John the Baptist expected to see the wrath of God. Remember John’s words to Pharisees and Sadducees in Matthew’s gospel: “You brood of vipers, who warned you to flee from the wrath to come?”
This offers insight as to why John sent his disciples to ask Jesus if he was the Messiah or if they would have to wait for another (Matthew 11). Did Jesus not quite line up with John’s expectation? Hear Jesus’ reply to John’s disciples: “Go back and tell John what you hear and see; the blind see again, the lame walk, lepers are cleansed, and the deaf hear, and the dead are raised to life and the Good News is proclaimed to the poor; and happy are those who do not lose faith in me.”
When God incarnate (Jesus Christ) visited the world, our faith claims the Christ as fully divine, and fully human. Jesus’ divinity is demonstrated through his birth to Mary and through miracles such as turning water into wine, feeding thousands with a pittance of bread and fish, walking on water, healing the blind, curing lepers, and on and on.
Think of the gift(s) we receive in the person of Jesus Christ. We set aside this season to prepare and then celebrate Emmanuel, God with us. Have you considered what gifts Jesus brings to us as God with us? Do you sense an emphasis on the divinity of Christ? Are we guilty of minimizing or altogether setting aside the humanity of Christ and the gifts that are offered through His humanity?
Jesus’ humanity, as a living breathing example, sought to teach us how to live with one another, how to love one another. Jesus made room at his table for the marginalized, the outcast, the sinner. He preached “Blessed are the poor in spirit, blessed are the meek …” In large part, God came to us through the Christ to teach us about practicing God’s vision for humanity: how we are to be; how we are to fulfill that for which we are created.

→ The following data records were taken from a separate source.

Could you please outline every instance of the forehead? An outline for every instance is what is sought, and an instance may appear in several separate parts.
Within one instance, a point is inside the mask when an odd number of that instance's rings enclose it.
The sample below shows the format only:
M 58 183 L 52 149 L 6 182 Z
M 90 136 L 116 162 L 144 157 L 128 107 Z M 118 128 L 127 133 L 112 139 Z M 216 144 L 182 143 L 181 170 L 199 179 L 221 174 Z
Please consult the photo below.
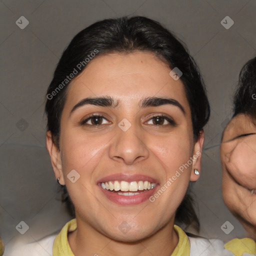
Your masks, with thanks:
M 68 104 L 110 95 L 122 106 L 154 96 L 172 98 L 190 112 L 181 80 L 174 80 L 169 74 L 170 68 L 153 53 L 108 54 L 97 56 L 87 65 L 69 85 Z

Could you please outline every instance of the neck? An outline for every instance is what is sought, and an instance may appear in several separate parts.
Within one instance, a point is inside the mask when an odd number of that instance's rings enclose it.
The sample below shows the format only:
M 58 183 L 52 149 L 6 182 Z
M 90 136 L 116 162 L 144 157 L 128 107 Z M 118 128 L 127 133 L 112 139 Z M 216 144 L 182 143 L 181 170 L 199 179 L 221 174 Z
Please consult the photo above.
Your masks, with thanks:
M 76 218 L 76 222 L 78 228 L 68 234 L 76 256 L 170 256 L 178 242 L 174 220 L 156 233 L 135 242 L 118 240 L 116 236 L 110 238 L 81 220 Z

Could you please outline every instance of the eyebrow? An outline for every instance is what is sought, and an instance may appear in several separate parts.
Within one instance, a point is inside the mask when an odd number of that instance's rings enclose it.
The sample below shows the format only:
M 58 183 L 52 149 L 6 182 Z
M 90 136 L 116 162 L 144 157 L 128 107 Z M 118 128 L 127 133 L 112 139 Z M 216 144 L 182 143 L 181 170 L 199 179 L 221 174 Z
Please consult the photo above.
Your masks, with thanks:
M 116 100 L 110 96 L 100 97 L 90 97 L 80 100 L 72 108 L 70 116 L 76 110 L 87 104 L 94 105 L 100 106 L 117 108 L 119 106 L 120 100 Z M 148 97 L 140 101 L 140 106 L 144 108 L 148 106 L 158 106 L 162 105 L 170 104 L 178 107 L 186 114 L 185 110 L 181 104 L 176 100 L 168 98 Z

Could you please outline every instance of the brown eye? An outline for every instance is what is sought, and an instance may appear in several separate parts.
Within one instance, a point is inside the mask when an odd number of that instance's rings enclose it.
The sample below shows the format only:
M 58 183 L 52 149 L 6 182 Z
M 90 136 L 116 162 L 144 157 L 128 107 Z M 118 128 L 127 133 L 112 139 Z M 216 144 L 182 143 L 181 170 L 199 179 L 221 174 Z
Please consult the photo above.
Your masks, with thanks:
M 174 120 L 164 115 L 158 114 L 152 118 L 150 120 L 152 120 L 152 124 L 155 126 L 164 126 L 167 124 L 172 124 L 172 126 L 176 125 Z
M 88 125 L 88 126 L 100 126 L 102 124 L 104 120 L 108 120 L 103 116 L 100 115 L 92 115 L 87 118 L 85 120 L 81 122 L 82 125 Z M 106 122 L 104 124 L 109 124 Z

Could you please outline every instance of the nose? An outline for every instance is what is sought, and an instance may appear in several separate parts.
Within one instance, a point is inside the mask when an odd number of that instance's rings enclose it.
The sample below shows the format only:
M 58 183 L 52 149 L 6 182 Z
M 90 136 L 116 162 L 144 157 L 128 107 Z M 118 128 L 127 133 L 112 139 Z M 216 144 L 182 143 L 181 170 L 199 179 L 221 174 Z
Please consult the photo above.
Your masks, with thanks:
M 144 140 L 143 131 L 138 127 L 132 124 L 126 132 L 118 126 L 115 128 L 116 136 L 109 148 L 112 159 L 132 165 L 148 158 L 149 149 Z

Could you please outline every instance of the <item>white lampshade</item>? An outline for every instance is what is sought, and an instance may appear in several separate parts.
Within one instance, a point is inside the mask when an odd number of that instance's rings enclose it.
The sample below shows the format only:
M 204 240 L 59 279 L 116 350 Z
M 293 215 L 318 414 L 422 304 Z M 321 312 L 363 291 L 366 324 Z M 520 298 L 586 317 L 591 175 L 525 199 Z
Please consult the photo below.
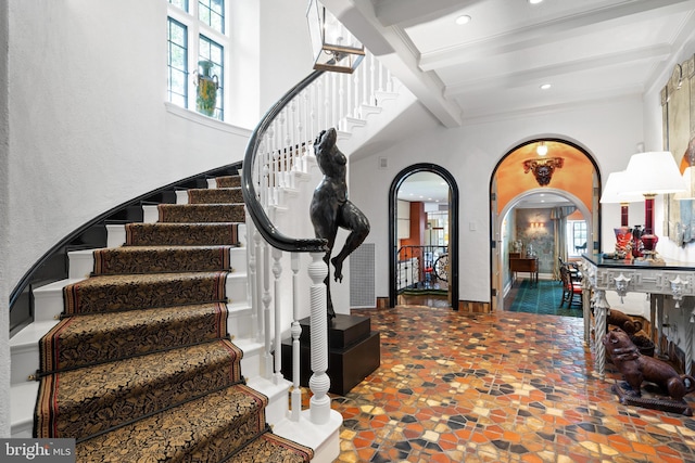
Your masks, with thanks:
M 668 151 L 633 154 L 626 169 L 628 184 L 620 194 L 665 194 L 687 190 L 673 155 Z
M 641 193 L 622 194 L 621 192 L 628 190 L 630 187 L 628 172 L 620 170 L 619 172 L 610 172 L 606 187 L 601 195 L 601 203 L 603 204 L 616 204 L 616 203 L 637 203 L 644 201 L 644 195 Z

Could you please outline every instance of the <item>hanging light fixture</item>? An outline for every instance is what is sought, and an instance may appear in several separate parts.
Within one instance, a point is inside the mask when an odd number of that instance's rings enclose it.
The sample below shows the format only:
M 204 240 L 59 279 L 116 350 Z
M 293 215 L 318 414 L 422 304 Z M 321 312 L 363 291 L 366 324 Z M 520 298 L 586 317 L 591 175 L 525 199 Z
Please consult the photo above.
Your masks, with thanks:
M 333 14 L 316 0 L 306 10 L 314 69 L 352 74 L 365 57 L 365 48 Z

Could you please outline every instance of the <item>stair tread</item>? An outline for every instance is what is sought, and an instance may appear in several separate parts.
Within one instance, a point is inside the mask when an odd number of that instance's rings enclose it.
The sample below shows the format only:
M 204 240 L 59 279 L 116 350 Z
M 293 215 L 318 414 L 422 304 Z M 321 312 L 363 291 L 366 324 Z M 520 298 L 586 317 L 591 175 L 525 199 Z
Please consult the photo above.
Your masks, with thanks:
M 94 274 L 229 270 L 231 245 L 121 246 L 93 252 Z
M 139 245 L 238 245 L 239 223 L 128 223 L 125 226 L 126 244 Z
M 39 436 L 90 436 L 238 384 L 242 355 L 223 339 L 43 376 Z
M 88 313 L 63 319 L 41 338 L 41 371 L 51 372 L 214 340 L 227 334 L 220 303 Z M 79 346 L 91 346 L 80 349 Z
M 239 204 L 160 204 L 161 222 L 244 222 L 245 208 Z
M 65 313 L 226 300 L 228 271 L 97 275 L 65 286 Z
M 265 428 L 266 402 L 244 385 L 227 387 L 81 441 L 77 461 L 223 461 Z

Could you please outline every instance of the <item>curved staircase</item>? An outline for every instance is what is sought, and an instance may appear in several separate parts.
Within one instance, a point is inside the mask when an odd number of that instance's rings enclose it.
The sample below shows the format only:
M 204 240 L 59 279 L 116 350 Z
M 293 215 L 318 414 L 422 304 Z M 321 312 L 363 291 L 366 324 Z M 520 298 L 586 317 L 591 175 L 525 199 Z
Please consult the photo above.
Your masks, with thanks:
M 155 222 L 121 227 L 122 246 L 81 253 L 90 275 L 63 285 L 39 342 L 35 437 L 75 438 L 78 462 L 312 460 L 270 430 L 269 397 L 242 375 L 229 332 L 243 338 L 233 312 L 251 310 L 244 206 L 238 177 L 213 183 L 147 206 Z

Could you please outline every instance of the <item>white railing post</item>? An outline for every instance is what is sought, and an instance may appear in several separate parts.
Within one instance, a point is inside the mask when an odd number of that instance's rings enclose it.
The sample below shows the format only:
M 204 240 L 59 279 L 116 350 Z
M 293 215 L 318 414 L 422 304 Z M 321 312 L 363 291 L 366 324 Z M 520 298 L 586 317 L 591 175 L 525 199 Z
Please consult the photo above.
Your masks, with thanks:
M 270 350 L 273 343 L 270 342 L 270 245 L 263 242 L 263 330 L 264 330 L 264 345 L 263 345 L 263 360 L 265 365 L 266 380 L 270 380 L 273 376 L 273 356 Z
M 282 258 L 282 252 L 277 248 L 273 248 L 273 276 L 275 276 L 275 374 L 273 375 L 273 382 L 280 384 L 282 382 L 282 307 L 280 300 L 280 275 L 282 274 L 282 266 L 280 259 Z
M 247 256 L 249 258 L 249 294 L 251 295 L 251 330 L 249 333 L 252 337 L 258 337 L 258 313 L 256 309 L 258 307 L 258 298 L 256 294 L 256 253 L 255 245 L 253 240 L 255 240 L 255 235 L 258 234 L 256 231 L 256 227 L 251 220 L 250 216 L 247 215 Z M 260 234 L 258 234 L 260 235 Z
M 312 377 L 308 387 L 312 389 L 309 400 L 309 416 L 314 424 L 326 424 L 330 420 L 330 377 L 328 370 L 328 314 L 326 313 L 326 284 L 328 266 L 324 262 L 324 253 L 311 253 L 312 263 L 308 275 L 312 279 L 311 288 L 311 346 L 312 346 Z
M 302 388 L 300 386 L 300 255 L 292 253 L 292 421 L 300 421 L 302 414 Z

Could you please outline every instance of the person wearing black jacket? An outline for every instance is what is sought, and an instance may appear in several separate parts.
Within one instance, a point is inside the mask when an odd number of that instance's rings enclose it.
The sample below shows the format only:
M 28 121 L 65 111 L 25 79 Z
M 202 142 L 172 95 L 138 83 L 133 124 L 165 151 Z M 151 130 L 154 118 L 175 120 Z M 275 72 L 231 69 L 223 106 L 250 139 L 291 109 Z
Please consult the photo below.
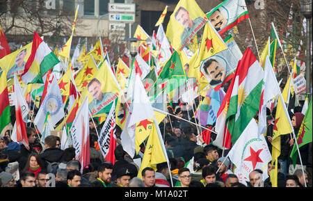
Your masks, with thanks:
M 286 176 L 280 172 L 280 163 L 278 163 L 278 175 L 277 175 L 277 186 L 278 187 L 285 187 L 286 186 Z M 271 178 L 269 177 L 269 172 L 275 168 L 275 164 L 272 166 L 272 161 L 269 161 L 267 165 L 267 175 L 268 177 L 264 181 L 264 187 L 272 187 L 272 182 L 271 182 Z
M 56 137 L 48 136 L 45 138 L 45 147 L 46 150 L 39 156 L 42 160 L 45 168 L 47 169 L 49 163 L 61 162 L 63 151 L 56 147 Z

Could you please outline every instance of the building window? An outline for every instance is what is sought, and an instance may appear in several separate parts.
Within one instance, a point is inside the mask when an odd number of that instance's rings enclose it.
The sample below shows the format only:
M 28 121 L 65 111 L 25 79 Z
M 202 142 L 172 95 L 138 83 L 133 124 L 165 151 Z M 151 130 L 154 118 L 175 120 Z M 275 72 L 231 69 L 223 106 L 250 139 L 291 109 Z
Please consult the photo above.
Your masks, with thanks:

John’s expectation of wrath did not come from God with us. The only real wrath that we see in the gospel of Jesus Christ is the wrath which humanity exercised upon Him. Nadia Bolz-Weber says that her thoughts at Advent ponder upon Jesus as a Holy Thief who takes away those things that lessen our humanity like envy, fear, anxiety, and misplaced anger. As we wonder and wait this Advent let us pray that Jesus takes away any envy, fear, anxiety, misplaced anger, and wrath that imprisons us and lessens our humanity, so that we might be set free to know peace on earth and good will toward all.